TB Positive a while back

Nurses General Nursing

Published

Hi All,

I'm think about going to nursing school, but fifteen years ago, after a trip to Asian, I came back TB positive and was on medication. After that I never got TB tested because I was told it will always be positive. Anyway, I volunteer at hospital and taught public school before and everything I just show them the record I took all the medication. and it was fine.

I would like to know if this is the same for nursing. I don't want to go through the whole schooling thing, if being TB positive is going to work against me in the nursing field.

Thanks.

Specializes in ER/OR.

I had the same thing happen to me. Tested positive for TB and had to take medication. I wouldn't worry about it. Most nursing programs just require you to get a chest x-ray if you usually test positive for TB. A lot of nurses have gone through this. It's definitely not something that will keep you from being a nurse. Good luck!

Won't be a problem, you'll just have to get a chest x-ray every year instead of a PPD test. It's common for nurses to convert after exposure to TB pts and they just get x-rays after that.

We have the same rules in nursing that are present in other professions.

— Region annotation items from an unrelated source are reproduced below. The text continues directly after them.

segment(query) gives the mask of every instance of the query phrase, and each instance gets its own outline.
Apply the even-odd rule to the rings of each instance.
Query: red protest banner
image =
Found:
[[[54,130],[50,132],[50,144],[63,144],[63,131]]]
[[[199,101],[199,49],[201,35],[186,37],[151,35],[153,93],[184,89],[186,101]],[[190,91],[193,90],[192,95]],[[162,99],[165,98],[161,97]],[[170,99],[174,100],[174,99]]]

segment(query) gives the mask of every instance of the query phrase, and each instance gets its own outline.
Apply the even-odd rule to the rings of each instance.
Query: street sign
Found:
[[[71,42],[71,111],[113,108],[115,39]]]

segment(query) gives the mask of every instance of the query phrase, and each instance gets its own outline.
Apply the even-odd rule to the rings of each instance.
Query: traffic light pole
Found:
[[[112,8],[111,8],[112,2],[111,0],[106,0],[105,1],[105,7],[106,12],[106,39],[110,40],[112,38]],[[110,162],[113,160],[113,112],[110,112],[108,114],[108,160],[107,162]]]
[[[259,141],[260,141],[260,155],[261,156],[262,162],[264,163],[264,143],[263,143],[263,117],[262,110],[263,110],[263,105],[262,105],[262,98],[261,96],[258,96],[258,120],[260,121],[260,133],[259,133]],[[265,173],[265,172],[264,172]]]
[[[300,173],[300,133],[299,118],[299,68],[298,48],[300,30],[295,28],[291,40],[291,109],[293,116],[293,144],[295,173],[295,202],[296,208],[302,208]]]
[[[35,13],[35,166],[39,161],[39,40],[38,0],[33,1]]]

Best of luck to you as you start your new career.

Specializes in LDRP/Nursery/Peds/Gyn, school nursing.

Now days, a lot of employers will pay for you to have a QuantiFeron-TB Gold Test. This will let you know if you really were infected, or just converted to positive for that one test. More info at http://www.cdc.gov/tb/pubs/tbfactsheets/QFT.htm

Or, just keep getting those chest x-rays upon employment...

Specializes in school nursing, ortho, trauma.

I had the same thing - no big deal - I just have to get a chest x-ray instead of the PPD. I also have the paper that says that i completed the inh treatment.